Automne 1656. D’étranges silhouettes sillonnent les rues de Rome. Partie de Sardaigne, alors qu’elle décime toujours la population du royaume de Naples depuis le printemps, la peste est introduite dans la cité romaine par un marin napolitain à l’approche de l’été.

Au départ, le mal semble contenu. Depuis Turin, le 30 juillet, le correspondant de la Gazette de Théophraste Renaudot (1586-1653) observe que, à Rome, « la maladie contagieuse qui commençait à paraître… y est cessée, par la diligence de ceux qui en ont soin ». Mais, le 7 octobre, son confrère romain sonne l’alarme : « cette maladie, au lieu de diminuer, ainsi que dans la plupart des autres lieux d’Italie, semble plutôt augmenter ». Le 28 octobre, il signale que « plusieurs palais ont été fermés cette semaine, à cause de la peste qui s’étend en divers quartiers de la ville, où il meurt plus de 100 personnes par jour ». Le 11 novembre, il s’inquiète vraiment : « la maladie contagieuse augmente si fort en cette ville, qu’il n’y a presque aucun quartier qui n’en soit infecté ». Certes, le 25 novembre, l’espoir renaît : « La maladie contagieuse semble n’être plus si violente en cette ville, le nombre de morts s’étant trouvé moindre cette semaine que les précédentes.

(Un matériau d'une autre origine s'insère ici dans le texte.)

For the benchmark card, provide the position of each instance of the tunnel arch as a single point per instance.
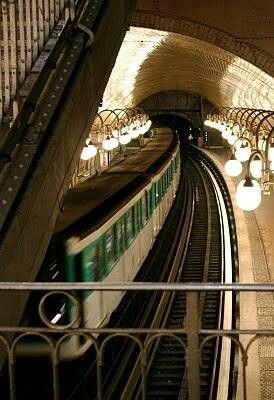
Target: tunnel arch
(155, 19)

Et toutefois, elle ne laisse pas de s’étendre en plusieurs palais, qui ont été pour ce sujet fermés, aussi bien que la plupart de nos églises ». Pourtant, à l’approche des fêtes de Noël, « la maladie contagieuse (est) toujours bien forte en cette ville où il meurt encore plus de 40 par jour ». Le 4 janvier 1657, les nouvelles se veulent plus rassurantes : «  Quoi que la peste aille toujours diminuant en cette ville, où il n’en meurt plus qu’environ cent personnes par semaine, néanmoins, la veille de la Nativité de Notre Seigneur, ni les jours suivants, on n’a point tenu ici les Chapelles ordinaires, où le pape avait accoutumé de se trouver avec le Sacré Collège, afin d’éviter les inconvénients qui pourraient naître de ces assemblées ».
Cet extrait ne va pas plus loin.